You Don't Have to Raise the Average to Pull Your Weight
By Bryan Caplan
Since there’s a lot of interest in my case against high-IQ misanthropy, here’s a fuller discussion from Selfish Reasons to Have More Kids:
You Don’t Have to Raise the Average to Pull Your Weight
Eighty percent of success is showing up.
– Woody Allen
When asked, “Does the birth of another baby make the world better – or worse?,” I suspect that many secretly answer, “It depends on the baby.” If he grows up to be a scientist, they think the world’s better off. If he grows up to be a janitor, they think the world’s worse off. The implicit dividing line, apparently, is that people make the world a better place if and only if they raise average income.* If our average income is $50,000 a year, the birth of a future janitor supposedly impoverishes us by pulling down the average.
To modern ears, this “eugenic” perspective sounds true but cruel – like pointing out that someone is fat or ugly. But it’s usually not even true. Eugenicists mistake arithmetic for injury. A “burden on society” isn’t someone who produces less than average; it’s someone who consumes more than he produces. The birth of a future janitor is nothing to worry about as long as he’ll be self-supporting and peaceful. The vast majority of janitors are.
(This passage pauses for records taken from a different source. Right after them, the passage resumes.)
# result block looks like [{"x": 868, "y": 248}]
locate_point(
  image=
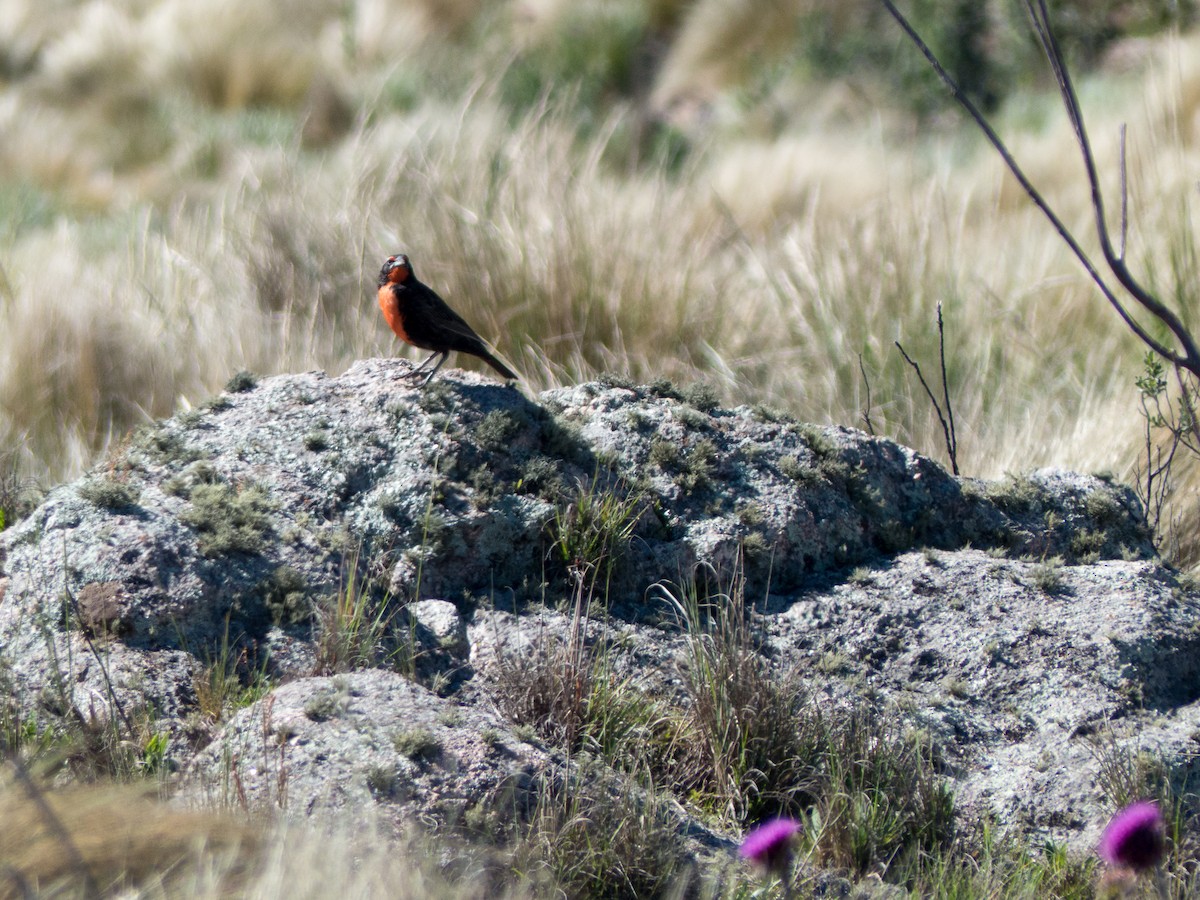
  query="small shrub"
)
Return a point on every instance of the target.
[
  {"x": 241, "y": 382},
  {"x": 316, "y": 441},
  {"x": 228, "y": 521},
  {"x": 1048, "y": 577},
  {"x": 108, "y": 493},
  {"x": 417, "y": 743}
]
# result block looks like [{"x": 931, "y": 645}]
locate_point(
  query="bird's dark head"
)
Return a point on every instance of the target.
[{"x": 396, "y": 270}]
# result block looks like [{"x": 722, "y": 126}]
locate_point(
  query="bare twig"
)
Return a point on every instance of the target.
[
  {"x": 947, "y": 431},
  {"x": 1188, "y": 355},
  {"x": 1125, "y": 195},
  {"x": 37, "y": 797},
  {"x": 952, "y": 438},
  {"x": 867, "y": 409}
]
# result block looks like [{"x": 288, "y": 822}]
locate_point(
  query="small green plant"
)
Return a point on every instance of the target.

When Danny DeVito enters a room, he reduces its occupants’ average height. But he doesn’t cause anyone to “lose height.” Shortness isn’t contagious. Neither is low income. A janitor earns less than average, but his existence doesn’t impoverish his fellow citizens.
Does the world really need another janitor? Absolutely. If janitors weren’t useful, employers wouldn’t pay them $20,000 for a year of their time. Many think there’s no place for unskilled workers in the high-tech economy of the future, but someone has to do their jobs. When there aren’t enough unskilled workers to wash dishes and collect garbage, skilled workers pick up the slack – and their other talents go to waste. If Bill Gates spent half his time cleaning his own office, making his own meals, and watching his own kids, he’d discover far fewer new ideas to enrich us all.
* The second most-popular dividing line is probably between above- and below-average intelligence. The famous eugenicist Karl Pearson maintained that “the sole condition under which… immigration should be allowed” is when the immigrants “form from the standpoint of intelligence a group markedly superior to our natives.” Quoted in David Levy and Sandra Peart, “Statistical Prejudice: From Eugenics to Immigrants.” European Journal of Political Economy 2004, p.16.